I'm torn on this. I'm sure my former colleagues are happier on an individual level. Their human rights are certainly better respected in the West, and the salaries are better. But the potential good that they could have done in their home country is (probably) substantially higher. On my way out, I signed letters of recommendation for each employee, which I later found out were used to pad visa applications. (I am perhaps feeling a bit of guilt over contributing to a developing country's "brain drain" as a result.) After I left, there was a blowup between two of the Western employees over whether to continue supporting emigration. The TL;DR of the disagreement was "It's the nice thing to do, and refusing to support emigration could reduce morale and our ability to hire go-getters" versus "We can't have lasting impact if our ringers keep leaving."
I'm curious about what other EAs have seen in their orgs. Is there any kind of organizational policy that exists on matters like this?

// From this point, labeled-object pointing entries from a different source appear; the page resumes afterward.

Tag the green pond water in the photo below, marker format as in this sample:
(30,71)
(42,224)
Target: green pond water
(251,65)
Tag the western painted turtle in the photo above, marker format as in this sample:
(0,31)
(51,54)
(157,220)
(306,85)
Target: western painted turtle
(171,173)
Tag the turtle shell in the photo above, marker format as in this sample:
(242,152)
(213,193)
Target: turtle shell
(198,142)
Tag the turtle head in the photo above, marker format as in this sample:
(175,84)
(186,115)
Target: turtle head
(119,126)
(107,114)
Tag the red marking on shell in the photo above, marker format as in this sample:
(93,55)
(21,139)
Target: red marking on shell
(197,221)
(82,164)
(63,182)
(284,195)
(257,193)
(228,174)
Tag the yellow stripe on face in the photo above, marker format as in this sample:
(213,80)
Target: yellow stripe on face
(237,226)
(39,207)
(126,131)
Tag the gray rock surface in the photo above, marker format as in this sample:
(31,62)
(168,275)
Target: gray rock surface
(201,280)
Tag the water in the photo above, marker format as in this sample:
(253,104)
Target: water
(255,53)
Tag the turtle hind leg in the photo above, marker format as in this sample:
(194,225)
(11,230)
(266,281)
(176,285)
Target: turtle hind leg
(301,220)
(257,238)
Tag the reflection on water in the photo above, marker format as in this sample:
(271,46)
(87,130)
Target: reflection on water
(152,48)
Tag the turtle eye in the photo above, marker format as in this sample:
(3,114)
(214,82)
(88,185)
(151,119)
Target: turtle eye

When you start talking about silicon valley in particular, you start getting confounders like AI, which has a high chance of killing everyone. But if we condition on that going well or assume the relevant people won't be working on that, then yes that does seem like a useful activity, though note that silicon valley activities are not very neglected, and you can certainly do better than them by pushing EA money (not necessarily people[1]) into the research areas which are more prone to market failures or are otherwise too "weird" for others to believe in.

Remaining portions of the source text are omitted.